Rather, it is inclusiveness, team-building and above all, superior performance. Every team member must be committed to her individual goals and be prepared to openly address issues of non-performance by referring to a clearly articulated and mutually agreeable blueprint.
Demand vigorous debate. Challenge every idea
While building a culture of collaboration and transparency, leaders should welcome and encourage vigorous debate and develop a team around them who will challenge each other and fight for their ideas and beliefs.
Ideas that go unchallenged are unlikely to be the best ideas because great ideas invariably emerge from a kernel of truth, enhanced by a rigorous process that tests the theories, anticipates obstacles and celebrates the flexibility that all enduring concepts must possess.
You can achieve Collaboration without Consensus
Last week, we were reminded that Collaboration is not a Substitute for Communication.
Now, we’re reminded that the famed Collaboration Goal also is no guarantee of success. It’s also not the accountability you need to build a successful organization.
As a leader, the last thing you want is a group of leaders surrounding you that will tell you only what you want to hear, agree with you at every turn and refuse to challenge your ideas and strategy.

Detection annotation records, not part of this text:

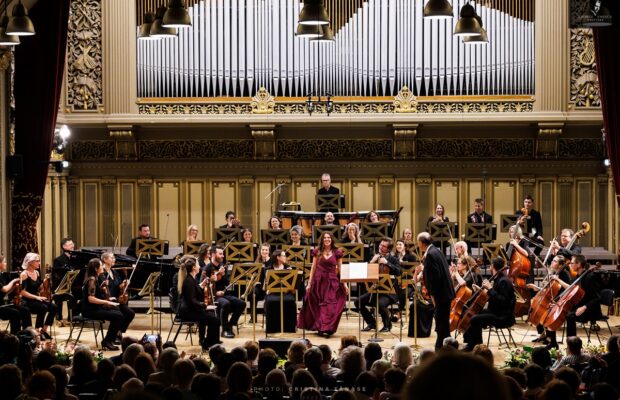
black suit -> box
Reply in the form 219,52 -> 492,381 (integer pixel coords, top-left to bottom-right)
423,245 -> 454,349
355,253 -> 401,328
463,274 -> 516,350
566,272 -> 603,336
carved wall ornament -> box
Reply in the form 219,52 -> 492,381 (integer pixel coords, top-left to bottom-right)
250,86 -> 276,114
570,28 -> 601,108
394,86 -> 418,113
66,0 -> 103,112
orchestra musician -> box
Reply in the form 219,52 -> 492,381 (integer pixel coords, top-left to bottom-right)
551,228 -> 581,260
263,249 -> 303,333
220,211 -> 243,229
205,246 -> 246,339
250,243 -> 272,323
463,257 -> 517,351
515,194 -> 545,255
176,255 -> 222,351
52,237 -> 76,326
98,253 -> 136,344
81,258 -> 128,351
289,225 -> 306,246
297,232 -> 348,337
0,255 -> 32,335
20,253 -> 56,340
417,232 -> 455,350
527,255 -> 571,348
355,238 -> 401,332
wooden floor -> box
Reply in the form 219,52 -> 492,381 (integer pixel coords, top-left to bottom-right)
46,310 -> 620,366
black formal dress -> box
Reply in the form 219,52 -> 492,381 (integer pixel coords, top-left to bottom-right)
98,271 -> 136,333
173,275 -> 220,349
355,253 -> 401,329
463,274 -> 516,350
0,274 -> 32,335
566,271 -> 603,336
423,245 -> 454,349
22,271 -> 56,328
81,276 -> 127,344
205,263 -> 246,332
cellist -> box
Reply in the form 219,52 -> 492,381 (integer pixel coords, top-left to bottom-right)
527,255 -> 570,348
98,253 -> 136,344
463,257 -> 516,351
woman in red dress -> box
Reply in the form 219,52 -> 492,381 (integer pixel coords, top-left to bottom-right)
297,232 -> 348,337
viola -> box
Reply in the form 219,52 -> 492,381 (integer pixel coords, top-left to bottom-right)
457,266 -> 508,333
542,262 -> 602,331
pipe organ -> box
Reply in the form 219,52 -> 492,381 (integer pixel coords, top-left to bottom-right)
137,0 -> 534,98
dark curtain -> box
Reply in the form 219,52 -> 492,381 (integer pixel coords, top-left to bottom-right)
11,0 -> 71,266
593,1 -> 620,205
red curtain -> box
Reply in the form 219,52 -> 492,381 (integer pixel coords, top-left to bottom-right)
11,0 -> 71,266
593,1 -> 620,205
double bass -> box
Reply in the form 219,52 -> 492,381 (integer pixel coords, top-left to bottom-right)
542,262 -> 602,331
457,266 -> 508,333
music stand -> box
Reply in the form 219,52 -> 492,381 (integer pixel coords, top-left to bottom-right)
52,269 -> 80,321
361,222 -> 389,243
213,228 -> 241,246
226,242 -> 256,262
138,272 -> 161,334
429,222 -> 458,254
183,240 -> 207,254
360,272 -> 396,342
265,269 -> 298,336
316,194 -> 345,212
282,244 -> 312,264
260,229 -> 291,246
340,262 -> 379,343
312,225 -> 342,243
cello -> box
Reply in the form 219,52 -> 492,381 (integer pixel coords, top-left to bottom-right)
457,266 -> 508,333
542,262 -> 602,331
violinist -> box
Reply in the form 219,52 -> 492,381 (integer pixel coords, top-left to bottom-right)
204,246 -> 246,339
0,255 -> 32,335
450,256 -> 482,290
560,254 -> 603,337
515,194 -> 545,255
177,255 -> 221,351
417,232 -> 454,350
551,228 -> 581,260
82,258 -> 126,351
527,255 -> 571,348
20,253 -> 56,340
250,243 -> 272,323
463,257 -> 516,351
263,250 -> 303,333
98,253 -> 136,344
355,238 -> 401,332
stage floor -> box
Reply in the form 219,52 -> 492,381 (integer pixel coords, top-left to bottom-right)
46,310 -> 620,366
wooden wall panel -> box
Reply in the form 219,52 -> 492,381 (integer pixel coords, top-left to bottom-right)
156,181 -> 180,246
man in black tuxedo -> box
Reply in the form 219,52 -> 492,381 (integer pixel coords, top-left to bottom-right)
515,194 -> 545,255
463,257 -> 517,351
418,232 -> 454,350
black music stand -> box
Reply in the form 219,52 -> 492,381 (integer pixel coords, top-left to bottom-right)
360,274 -> 396,342
225,242 -> 256,263
316,194 -> 345,212
183,240 -> 207,255
265,269 -> 298,337
213,228 -> 242,246
282,244 -> 312,264
312,225 -> 342,244
260,229 -> 291,246
429,222 -> 459,258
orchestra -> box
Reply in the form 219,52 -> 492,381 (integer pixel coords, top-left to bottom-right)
0,174 -> 612,350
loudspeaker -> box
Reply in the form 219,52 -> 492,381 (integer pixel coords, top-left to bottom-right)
6,154 -> 24,179
258,339 -> 293,358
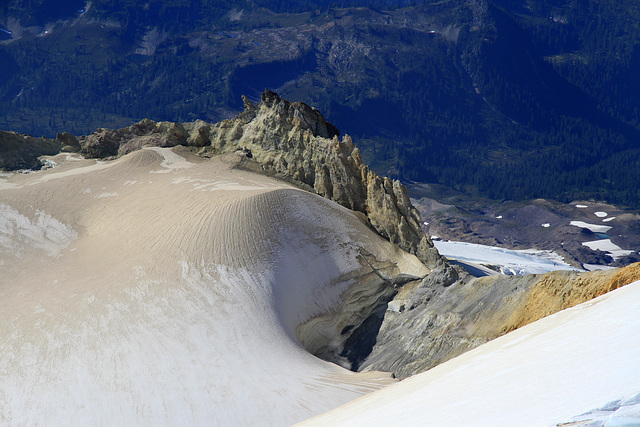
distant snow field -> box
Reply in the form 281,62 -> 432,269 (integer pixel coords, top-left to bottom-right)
569,221 -> 612,233
433,241 -> 577,275
582,239 -> 634,259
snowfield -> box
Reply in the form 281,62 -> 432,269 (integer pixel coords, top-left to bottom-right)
433,241 -> 577,275
0,149 -> 427,426
300,282 -> 640,427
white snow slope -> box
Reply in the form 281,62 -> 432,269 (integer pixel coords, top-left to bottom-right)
0,149 -> 426,426
433,240 -> 577,275
301,282 -> 640,427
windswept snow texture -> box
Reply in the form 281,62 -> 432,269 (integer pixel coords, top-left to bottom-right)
0,149 -> 426,426
433,241 -> 577,275
301,282 -> 640,427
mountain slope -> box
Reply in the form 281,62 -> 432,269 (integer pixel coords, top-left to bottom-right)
300,282 -> 640,426
0,148 -> 428,425
0,0 -> 640,207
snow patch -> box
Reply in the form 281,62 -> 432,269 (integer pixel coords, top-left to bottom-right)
582,239 -> 634,259
433,241 -> 577,275
96,193 -> 118,199
569,221 -> 612,233
0,204 -> 78,256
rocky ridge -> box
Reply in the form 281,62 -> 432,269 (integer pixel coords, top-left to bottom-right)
70,90 -> 443,267
354,263 -> 640,378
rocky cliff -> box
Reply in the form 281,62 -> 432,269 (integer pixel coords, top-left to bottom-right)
356,263 -> 640,378
78,90 -> 442,267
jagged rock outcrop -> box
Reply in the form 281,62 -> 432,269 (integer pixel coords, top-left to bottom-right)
74,90 -> 443,267
360,263 -> 640,378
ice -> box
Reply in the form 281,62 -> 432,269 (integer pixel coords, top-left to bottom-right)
569,221 -> 611,233
433,241 -> 576,275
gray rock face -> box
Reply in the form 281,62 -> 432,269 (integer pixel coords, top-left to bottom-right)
201,91 -> 440,266
71,90 -> 442,267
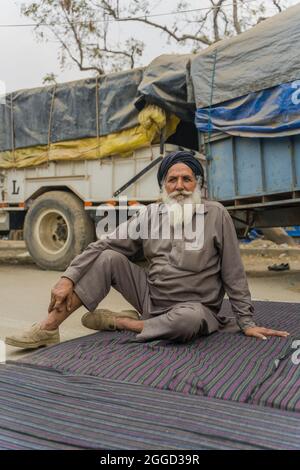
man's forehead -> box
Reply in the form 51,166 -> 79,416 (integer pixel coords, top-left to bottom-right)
167,163 -> 195,177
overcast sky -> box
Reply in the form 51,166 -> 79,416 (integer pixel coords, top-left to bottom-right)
0,0 -> 299,92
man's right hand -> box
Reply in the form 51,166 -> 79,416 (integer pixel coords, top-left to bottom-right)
48,277 -> 74,313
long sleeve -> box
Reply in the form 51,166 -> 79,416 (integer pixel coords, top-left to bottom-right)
62,212 -> 142,284
221,208 -> 255,330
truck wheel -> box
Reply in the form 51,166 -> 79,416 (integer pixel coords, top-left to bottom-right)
24,191 -> 95,271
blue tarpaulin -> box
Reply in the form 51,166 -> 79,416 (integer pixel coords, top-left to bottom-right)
195,80 -> 300,137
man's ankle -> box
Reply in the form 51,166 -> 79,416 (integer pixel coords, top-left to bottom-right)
40,321 -> 58,331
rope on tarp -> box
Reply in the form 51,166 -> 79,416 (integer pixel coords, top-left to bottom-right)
206,49 -> 218,161
10,93 -> 16,167
47,84 -> 57,166
96,76 -> 100,158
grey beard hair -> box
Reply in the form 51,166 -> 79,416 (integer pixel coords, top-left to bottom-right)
162,186 -> 202,227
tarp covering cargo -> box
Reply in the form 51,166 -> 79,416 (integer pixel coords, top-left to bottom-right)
136,54 -> 195,122
195,79 -> 300,137
0,65 -> 179,168
190,5 -> 300,108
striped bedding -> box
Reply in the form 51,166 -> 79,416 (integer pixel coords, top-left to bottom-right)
0,362 -> 300,450
18,300 -> 300,412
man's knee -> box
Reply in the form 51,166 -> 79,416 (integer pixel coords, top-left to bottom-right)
168,305 -> 205,341
98,250 -> 126,265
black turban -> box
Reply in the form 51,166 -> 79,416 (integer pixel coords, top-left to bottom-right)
157,150 -> 204,188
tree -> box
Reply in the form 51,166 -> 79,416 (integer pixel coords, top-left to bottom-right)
21,0 -> 291,74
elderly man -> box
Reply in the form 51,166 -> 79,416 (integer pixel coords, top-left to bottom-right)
6,151 -> 288,348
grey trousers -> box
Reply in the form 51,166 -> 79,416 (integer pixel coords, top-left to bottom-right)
74,250 -> 220,342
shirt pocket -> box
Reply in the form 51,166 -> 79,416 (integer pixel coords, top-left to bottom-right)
169,244 -> 205,272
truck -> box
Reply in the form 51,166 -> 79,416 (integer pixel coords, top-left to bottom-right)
0,64 -> 204,270
0,5 -> 300,269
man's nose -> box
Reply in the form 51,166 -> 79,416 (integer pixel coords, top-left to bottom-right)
176,178 -> 184,191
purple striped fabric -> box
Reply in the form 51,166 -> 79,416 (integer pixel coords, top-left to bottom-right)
17,301 -> 300,411
0,364 -> 300,450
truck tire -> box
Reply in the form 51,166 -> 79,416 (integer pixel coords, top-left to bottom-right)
24,191 -> 95,271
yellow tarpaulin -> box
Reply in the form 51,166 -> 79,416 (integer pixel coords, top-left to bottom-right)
0,105 -> 180,168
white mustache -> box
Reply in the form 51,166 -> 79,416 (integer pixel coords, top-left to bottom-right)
168,190 -> 193,198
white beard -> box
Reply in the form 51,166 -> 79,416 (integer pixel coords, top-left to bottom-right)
162,187 -> 201,227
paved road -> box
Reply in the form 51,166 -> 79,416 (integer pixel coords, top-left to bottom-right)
0,265 -> 300,359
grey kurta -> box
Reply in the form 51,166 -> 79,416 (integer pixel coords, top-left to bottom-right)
63,201 -> 255,336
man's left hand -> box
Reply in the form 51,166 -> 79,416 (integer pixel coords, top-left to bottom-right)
243,326 -> 289,339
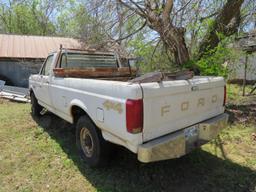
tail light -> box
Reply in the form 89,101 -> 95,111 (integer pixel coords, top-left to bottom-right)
223,85 -> 227,106
126,99 -> 143,134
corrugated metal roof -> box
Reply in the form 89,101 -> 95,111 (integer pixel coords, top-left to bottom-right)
0,34 -> 81,58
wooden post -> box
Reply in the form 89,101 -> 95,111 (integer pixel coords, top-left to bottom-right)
243,52 -> 248,96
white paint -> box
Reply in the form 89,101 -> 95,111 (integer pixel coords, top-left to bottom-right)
29,53 -> 225,153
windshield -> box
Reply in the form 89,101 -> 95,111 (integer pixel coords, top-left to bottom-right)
61,53 -> 118,68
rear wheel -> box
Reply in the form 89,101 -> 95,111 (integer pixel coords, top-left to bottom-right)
30,92 -> 43,116
76,116 -> 110,167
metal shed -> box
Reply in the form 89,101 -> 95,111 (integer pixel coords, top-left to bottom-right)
0,34 -> 81,87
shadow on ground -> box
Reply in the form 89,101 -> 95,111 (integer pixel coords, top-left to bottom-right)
32,115 -> 256,192
226,103 -> 256,123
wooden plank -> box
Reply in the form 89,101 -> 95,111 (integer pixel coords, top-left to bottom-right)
130,71 -> 194,83
53,67 -> 136,78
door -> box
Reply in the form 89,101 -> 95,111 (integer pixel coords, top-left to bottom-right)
37,54 -> 55,106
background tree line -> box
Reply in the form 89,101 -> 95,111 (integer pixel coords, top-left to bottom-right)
0,0 -> 256,75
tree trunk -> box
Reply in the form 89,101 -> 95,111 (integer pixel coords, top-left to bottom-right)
148,20 -> 190,66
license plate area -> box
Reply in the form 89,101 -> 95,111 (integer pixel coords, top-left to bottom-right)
184,125 -> 199,152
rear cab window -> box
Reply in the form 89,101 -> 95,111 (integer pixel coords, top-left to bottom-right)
40,54 -> 55,76
60,52 -> 118,68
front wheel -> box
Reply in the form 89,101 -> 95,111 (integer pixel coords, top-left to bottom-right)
76,116 -> 110,167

You Can Achieve Collaboration without Consensus
You can achieve collaboration without consensus. And, if you couple Collaboration with Communication, you have a chance to build a superior organization.
Strive for superior performance as a business strategy and hold everyone accountable for their individual performance to build a successful business.
You can do that with Collaboration and Communication. You can’t do it struggling to reach consensus while holding hands around the coffee urn.
Question: Which of these cultural features is most prominent in your organization: Collaboration or Consensus?